Welcome to the forum!!


----------



## Locodcdude (Oct 24, 2010)

I have a "garage style" tablesaw, just your average bench top table saw, and only a few times have I had to make a rip that was over 30 inches. They do sell some cheap ones that have the extension table with a rip capacity of 24+ inches.


----------



## knotscott (Nov 8, 2007)

Jason, welcome to the forum. If you've got the space for a saw like the TS3650 or R4512, there are several advantages to going with a full size with a belt drive induction motor versus a portable like the Bosch with a direct drive universal motor. The Bosch is one of the better examples of portables, but in general, smaller saws have less operating room in front of the blade, are lighter and less stable, are louder, less reliable, offer fewer accessories/upgrades, and tend to have less resale value in the long run...they are definitely smaller and more portable though. 

The Craftsman 21833 is essentially the same saw as the R4512, so watch for sales from either one if that's the saw you decide on....Ridgid offers their lifetime service agreement (LSA) though. You might also add the Porter Cable PCB270TS from Lowes to your list of potential new saws.

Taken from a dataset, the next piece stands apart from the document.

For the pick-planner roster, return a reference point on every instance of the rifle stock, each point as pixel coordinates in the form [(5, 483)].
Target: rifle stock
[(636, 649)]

Also keeps your eyes peeled for good used full size contractor saws or hybrids from Delta, Jet, PM, Grizzly, Hitachi, Craftsman, Bridgewood, Woodtek, General International, Sunhill, and others. 

With a good blade and good alignment, any of these saws is capable of accurate service. Good luck and please keep us posted on your progress.

Some good reading about table saws:


----------



## TheCap10 (Feb 12, 2011)

Awesome, thanks guys. Will let y'all know what transpires. There's a few used saws on CL I've got my eye on.

Jason


----------



## sdaupanner (Feb 27, 2011)

*Ummm Grizzley or a few dollars cheaper PowerMaster*

I just back last fall bought a Power Master 10 inch saw it is called a contractors Cabinet saw. I have had several benchtop saws and they are now most in the local land fills. This one has the power to rip what has to be ripped and it does it with all the power that you need. I was rebuilding a Hoosier cabinet for my wife and needed several pieces of red oak ripped, talk about a nice saw it did it with out a quibble. The only thing that I have done so far is to change the saw blades from the factory to DeWalt 30 & 60 tpi blades.


----------



## dadams14 (Feb 27, 2011)

*safety*

My friend cut his pinky off on a tablesaw....
The next one I buy will have emergency stop capability like sawstop. The contractor model sells for about $1500. I imagine he wishes he had one now.


----------



## frankp (Oct 29, 2007)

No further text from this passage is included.